T-Mobile said Monday its colorful CEO John Legere is stepping down next year, even as the wireless company's long-running effort to merge with rival Sprint remains unfinished.
Its current president and chief operating officer, Mike Sievert, will become CEO in May after Legere's contract ends.
T-Mobile is trying to combine with Sprint in a $26.5 billion (roughly Rs. 1,90,000 crores) deal. Federal regulators have approved the deal, but attorneys general of 15 states and the District of Columbia aim to block it, saying it will raise prices for consumers. A trial is to start in December.
Legere will remain with the Bellevue, Washington-company as a board member. Sievert has worked at T-Mobile since 2012 and has been a board member for nearly two years.

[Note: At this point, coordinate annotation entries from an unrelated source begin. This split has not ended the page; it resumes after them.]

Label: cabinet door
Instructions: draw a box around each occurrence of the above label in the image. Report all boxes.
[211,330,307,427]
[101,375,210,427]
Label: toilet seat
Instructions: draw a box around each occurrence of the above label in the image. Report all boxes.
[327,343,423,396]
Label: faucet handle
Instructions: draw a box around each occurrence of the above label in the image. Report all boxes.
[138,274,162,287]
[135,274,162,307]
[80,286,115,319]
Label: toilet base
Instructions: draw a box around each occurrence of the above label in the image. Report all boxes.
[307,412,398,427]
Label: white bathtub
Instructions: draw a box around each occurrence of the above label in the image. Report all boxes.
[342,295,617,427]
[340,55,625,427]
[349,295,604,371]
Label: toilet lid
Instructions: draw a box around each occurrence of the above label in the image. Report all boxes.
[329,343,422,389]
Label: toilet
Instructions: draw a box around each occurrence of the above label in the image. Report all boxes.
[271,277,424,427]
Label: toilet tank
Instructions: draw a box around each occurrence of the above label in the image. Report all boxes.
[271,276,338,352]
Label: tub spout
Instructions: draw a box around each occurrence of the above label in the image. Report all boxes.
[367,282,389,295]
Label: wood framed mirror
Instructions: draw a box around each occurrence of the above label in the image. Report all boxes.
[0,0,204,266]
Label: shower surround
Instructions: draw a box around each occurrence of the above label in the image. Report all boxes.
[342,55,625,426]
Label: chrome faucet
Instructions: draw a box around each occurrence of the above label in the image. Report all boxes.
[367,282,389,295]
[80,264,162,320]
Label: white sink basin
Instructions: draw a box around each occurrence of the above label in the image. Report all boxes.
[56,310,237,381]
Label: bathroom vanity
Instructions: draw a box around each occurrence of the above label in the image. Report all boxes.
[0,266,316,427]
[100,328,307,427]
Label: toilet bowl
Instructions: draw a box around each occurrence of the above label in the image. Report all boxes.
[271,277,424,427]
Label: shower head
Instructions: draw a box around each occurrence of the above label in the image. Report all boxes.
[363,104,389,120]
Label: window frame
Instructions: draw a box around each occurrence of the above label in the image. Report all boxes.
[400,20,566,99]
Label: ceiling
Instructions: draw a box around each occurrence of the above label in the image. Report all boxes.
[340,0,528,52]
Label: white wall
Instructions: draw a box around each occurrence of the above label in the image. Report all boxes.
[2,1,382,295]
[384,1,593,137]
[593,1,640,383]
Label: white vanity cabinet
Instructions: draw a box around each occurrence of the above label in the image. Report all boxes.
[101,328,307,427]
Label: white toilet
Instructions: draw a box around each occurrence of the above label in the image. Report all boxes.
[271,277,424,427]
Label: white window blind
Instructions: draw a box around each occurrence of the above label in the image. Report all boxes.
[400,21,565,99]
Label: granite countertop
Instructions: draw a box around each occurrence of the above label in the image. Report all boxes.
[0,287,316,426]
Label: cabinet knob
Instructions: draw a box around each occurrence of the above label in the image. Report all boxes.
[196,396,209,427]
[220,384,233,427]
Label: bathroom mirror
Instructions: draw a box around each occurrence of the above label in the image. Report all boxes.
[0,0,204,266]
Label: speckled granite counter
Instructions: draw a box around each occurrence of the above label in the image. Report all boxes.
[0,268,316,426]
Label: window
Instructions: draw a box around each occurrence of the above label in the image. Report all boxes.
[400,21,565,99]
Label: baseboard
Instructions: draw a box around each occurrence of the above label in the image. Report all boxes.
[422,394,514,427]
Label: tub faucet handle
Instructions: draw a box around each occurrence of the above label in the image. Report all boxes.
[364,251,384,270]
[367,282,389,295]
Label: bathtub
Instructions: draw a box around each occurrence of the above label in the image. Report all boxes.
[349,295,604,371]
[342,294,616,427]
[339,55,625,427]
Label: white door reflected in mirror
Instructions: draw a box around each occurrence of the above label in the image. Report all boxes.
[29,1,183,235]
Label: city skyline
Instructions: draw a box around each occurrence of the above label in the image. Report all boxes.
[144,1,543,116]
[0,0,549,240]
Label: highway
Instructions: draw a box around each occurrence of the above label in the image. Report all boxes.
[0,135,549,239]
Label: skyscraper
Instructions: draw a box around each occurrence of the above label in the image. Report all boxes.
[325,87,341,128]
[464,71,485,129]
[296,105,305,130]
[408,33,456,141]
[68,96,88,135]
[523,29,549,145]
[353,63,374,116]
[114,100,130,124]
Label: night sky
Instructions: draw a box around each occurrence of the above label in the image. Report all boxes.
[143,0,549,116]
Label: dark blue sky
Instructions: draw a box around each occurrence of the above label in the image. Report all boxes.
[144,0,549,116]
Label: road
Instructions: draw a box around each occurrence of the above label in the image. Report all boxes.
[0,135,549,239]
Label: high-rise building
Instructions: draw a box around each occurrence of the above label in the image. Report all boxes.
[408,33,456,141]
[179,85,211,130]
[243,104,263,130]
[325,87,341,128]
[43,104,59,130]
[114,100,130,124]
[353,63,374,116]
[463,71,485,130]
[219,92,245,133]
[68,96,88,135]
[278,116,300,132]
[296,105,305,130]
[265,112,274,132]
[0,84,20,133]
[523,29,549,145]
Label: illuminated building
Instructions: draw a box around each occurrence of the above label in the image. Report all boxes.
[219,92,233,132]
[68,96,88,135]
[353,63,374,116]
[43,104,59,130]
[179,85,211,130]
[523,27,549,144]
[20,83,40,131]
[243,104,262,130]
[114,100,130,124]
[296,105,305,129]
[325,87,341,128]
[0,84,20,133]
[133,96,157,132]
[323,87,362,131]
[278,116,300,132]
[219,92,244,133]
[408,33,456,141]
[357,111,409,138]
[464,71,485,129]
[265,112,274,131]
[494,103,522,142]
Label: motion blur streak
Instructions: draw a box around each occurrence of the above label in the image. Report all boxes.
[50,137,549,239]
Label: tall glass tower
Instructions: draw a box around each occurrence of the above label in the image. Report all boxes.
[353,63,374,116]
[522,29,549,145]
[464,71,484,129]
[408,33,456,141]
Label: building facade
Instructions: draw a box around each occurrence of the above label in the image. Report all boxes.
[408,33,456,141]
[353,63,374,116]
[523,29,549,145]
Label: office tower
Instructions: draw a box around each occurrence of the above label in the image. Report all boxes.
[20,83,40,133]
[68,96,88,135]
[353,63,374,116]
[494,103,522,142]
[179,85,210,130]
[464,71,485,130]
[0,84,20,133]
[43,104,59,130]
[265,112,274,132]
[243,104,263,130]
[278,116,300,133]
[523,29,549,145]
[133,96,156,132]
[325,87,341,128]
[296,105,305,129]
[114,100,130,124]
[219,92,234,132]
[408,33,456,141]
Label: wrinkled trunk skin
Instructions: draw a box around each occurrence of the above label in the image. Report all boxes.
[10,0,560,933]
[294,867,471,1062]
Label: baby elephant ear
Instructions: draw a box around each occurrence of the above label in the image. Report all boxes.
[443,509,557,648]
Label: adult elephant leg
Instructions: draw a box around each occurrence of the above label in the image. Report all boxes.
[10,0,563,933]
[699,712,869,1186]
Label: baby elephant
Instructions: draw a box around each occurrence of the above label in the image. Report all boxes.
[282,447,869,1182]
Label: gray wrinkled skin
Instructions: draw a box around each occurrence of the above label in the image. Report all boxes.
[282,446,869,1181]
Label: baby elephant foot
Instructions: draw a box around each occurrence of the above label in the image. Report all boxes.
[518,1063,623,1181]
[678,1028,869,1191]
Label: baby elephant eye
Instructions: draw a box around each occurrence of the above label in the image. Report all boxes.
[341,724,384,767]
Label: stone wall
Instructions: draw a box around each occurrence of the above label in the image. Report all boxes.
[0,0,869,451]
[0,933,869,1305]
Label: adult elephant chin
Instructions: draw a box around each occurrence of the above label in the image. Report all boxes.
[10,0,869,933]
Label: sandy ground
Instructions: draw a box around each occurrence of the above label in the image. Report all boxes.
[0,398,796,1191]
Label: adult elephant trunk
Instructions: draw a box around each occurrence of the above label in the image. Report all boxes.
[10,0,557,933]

The company said Monday that the move is part of its succession plan.
Legere joined T-Mobile as its CEO in 2012 and, unlike most telecom executives, has an active social-media presence where he regularly disparages his wireless rivals and promotes T-Mobile as a consumer-friendly wireless company.
“I'm not going anywhere soon. This is all part of a multiyear plan,” he wrote on Twitter, where he has 6.5 million followers.
On a call with investors, Legere pushed back against reports that he had been in discussions to be CEO of the troubled office-space company WeWork.
“I was never having discussions to run WeWork,” he said Monday.